As though my friend had read my thought, she said, “It's not his mind, my dear. Best send for the minister.”

But the next day, when I glanced toward the birthing room, I saw Ahab standing in the doorway. He leaned against the doorframe; one leg extended a certain distance, wrapped in linen, and ending in emptiness, but he stood. Justice saw him, too, and retreated up the steps. It was the first time he had ever seen his father upright.

“Disheveled Ahab,” I said merrily, as though I had been expecting him. Then I went to my husband and kissed him, and he returned the kiss. His cheek was gaunt, and pain had left its print on his brow, but there was affection in his eyes.

“Papa,” Justice said, peeking around the corner. He was then four years old.

“Come to me.” Ahab jumped one-legged to the nearest chair, sat, and patted his knee. “Come, sit. I have but the one knee to offer thee.”

Justice came promptly to his father.

“Be careful not to bump his hurt,” I cautioned.

“Aye, son. Ye might start it to bleeding, for it bleeds sometimes even if the sheet rubs it.”

“Where is thy other leg?” Justice asked, immediately using the Quaker speech in addressing his father.

“Like Jonah, it is in the belly of the whale. And what do ye think it's doing there?”

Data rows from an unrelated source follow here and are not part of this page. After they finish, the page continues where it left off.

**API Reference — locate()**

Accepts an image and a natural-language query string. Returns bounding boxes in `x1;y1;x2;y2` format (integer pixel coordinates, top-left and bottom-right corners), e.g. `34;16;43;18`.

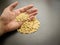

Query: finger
6;21;22;32
26;8;37;14
19;4;33;12
8;1;18;10
30;11;38;16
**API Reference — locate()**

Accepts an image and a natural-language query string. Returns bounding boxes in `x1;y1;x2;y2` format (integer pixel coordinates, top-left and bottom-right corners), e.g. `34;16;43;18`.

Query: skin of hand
0;1;37;34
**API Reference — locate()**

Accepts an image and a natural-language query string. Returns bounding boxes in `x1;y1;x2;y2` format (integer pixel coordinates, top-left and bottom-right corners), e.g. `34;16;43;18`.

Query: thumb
8;1;18;10
5;21;22;32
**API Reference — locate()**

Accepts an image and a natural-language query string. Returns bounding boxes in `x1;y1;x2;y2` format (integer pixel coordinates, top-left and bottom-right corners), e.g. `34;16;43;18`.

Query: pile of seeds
16;13;40;34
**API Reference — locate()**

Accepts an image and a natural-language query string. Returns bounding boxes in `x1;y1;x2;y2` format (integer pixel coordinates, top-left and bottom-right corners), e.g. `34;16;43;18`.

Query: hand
1;1;37;33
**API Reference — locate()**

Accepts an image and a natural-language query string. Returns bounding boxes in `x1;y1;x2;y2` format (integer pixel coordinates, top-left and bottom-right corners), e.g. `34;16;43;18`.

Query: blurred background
0;0;60;45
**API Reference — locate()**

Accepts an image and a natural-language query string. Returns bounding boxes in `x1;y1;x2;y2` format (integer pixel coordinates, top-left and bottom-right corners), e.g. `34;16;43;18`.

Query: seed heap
16;13;40;34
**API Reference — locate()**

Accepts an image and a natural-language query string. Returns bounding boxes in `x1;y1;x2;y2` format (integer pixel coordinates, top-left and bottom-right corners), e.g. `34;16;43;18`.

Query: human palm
1;2;37;32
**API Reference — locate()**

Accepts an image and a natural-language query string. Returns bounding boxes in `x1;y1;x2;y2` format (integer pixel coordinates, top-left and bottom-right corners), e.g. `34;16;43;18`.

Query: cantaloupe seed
16;13;40;34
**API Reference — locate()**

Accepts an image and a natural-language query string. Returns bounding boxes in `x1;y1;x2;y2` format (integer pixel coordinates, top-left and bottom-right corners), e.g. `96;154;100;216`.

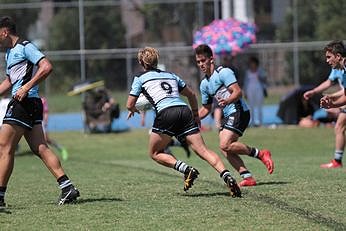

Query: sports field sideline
0;126;346;230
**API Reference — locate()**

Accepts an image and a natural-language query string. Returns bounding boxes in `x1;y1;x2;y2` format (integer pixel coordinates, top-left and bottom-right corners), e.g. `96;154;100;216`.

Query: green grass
47;88;290;113
0;127;346;230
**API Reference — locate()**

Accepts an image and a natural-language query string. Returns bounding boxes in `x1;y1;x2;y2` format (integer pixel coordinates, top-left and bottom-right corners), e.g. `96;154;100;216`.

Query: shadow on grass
74;197;123;204
15;150;34;157
0;208;12;214
257;181;291;186
179;192;229;197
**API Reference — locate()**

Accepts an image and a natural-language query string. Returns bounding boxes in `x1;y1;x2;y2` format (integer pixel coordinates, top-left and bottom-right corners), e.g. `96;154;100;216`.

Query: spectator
41;97;68;160
83;87;120;133
244;57;267;126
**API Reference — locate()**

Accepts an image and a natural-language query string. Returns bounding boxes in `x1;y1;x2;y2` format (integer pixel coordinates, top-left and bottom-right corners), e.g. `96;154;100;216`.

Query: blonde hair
137;47;159;70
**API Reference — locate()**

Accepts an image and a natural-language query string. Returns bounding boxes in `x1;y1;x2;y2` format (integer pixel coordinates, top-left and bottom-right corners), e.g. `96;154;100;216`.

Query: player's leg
0;124;24;207
186;132;241;197
219;129;257;187
149;132;180;168
24;124;79;205
149;131;199;191
321;111;346;168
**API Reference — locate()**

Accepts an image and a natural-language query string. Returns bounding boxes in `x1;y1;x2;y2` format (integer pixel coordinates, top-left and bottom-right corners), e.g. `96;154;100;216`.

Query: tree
48;4;126;90
0;0;40;38
276;0;346;84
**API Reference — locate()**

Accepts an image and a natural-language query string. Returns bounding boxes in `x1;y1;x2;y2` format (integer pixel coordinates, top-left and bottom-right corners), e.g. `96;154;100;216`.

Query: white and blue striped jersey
5;41;45;97
328;68;346;88
200;66;249;117
130;69;187;112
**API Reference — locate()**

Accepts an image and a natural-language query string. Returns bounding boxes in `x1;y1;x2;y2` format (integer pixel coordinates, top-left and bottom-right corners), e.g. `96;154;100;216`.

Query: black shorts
220;110;250;136
3;98;43;129
152;106;199;142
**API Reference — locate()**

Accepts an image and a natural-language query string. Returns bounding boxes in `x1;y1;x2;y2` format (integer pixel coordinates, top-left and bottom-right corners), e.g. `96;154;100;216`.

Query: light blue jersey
130;69;187;112
200;66;249;117
328;68;346;88
5;41;45;97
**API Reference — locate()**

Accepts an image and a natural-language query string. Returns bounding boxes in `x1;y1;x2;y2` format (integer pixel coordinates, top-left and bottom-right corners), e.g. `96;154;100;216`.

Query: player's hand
320;95;333;109
195;116;201;128
127;108;140;119
13;86;29;101
303;90;315;100
217;98;229;107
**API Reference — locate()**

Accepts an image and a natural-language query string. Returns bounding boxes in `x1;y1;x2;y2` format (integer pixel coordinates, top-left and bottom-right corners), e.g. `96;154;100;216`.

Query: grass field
0;127;346;230
48;87;292;113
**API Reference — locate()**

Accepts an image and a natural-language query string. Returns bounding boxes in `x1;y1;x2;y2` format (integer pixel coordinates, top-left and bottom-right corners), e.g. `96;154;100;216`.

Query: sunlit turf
0;127;346;230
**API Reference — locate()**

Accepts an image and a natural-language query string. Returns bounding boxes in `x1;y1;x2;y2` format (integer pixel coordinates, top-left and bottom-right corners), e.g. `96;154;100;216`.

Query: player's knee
334;123;345;134
30;144;49;157
219;142;231;152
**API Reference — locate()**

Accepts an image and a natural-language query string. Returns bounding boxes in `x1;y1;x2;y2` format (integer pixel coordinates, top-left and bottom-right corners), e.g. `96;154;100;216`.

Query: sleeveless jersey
200;66;249;117
5;41;45;97
130;69;187;112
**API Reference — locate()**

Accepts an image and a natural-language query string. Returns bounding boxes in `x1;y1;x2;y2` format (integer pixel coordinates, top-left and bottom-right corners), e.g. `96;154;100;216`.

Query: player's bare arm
217;83;242;107
126;95;139;119
303;79;333;100
180;86;201;126
13;58;53;101
320;95;346;109
198;104;211;119
0;77;12;95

“Resting and getting well.”

“Nay. All day and night, between which there is really no distinction in that dark belly, the leg kicks the whale—else, in thunder, it be not Ahab's leg.”

“To punish the whale.”

“Aye, lad. And the rest of me shall, next voyage out, pursue the monster with our ship and our harpoon. Dost know Tashtego, the Indian? And Daggoo, the black tower? We shall all pursue Moby Dick.”

Suddenly Ahab threw back his head. He gazed beyond, it seemed, at the offing, and had forgotten the little lad on his knee and his wife who stood by. With his lifted, outlooking gaze, Ahab had the mien of a weathered god. What sight did he envision? His arm quivered involuntarily, and I thought,
He is striking the whale with his lance
. Finally he muttered, “Now back to thy nap.”

Justice jumped down and ran up the stairs. After I helped Ahab back
to the birthing closet, I found Justice waiting for me at the top of the stairs.

“Take me higher, so I can see the
Pequod
.”

Many afternoons, in the cupola, his nose against the glass, Justice worshiped his father's ship.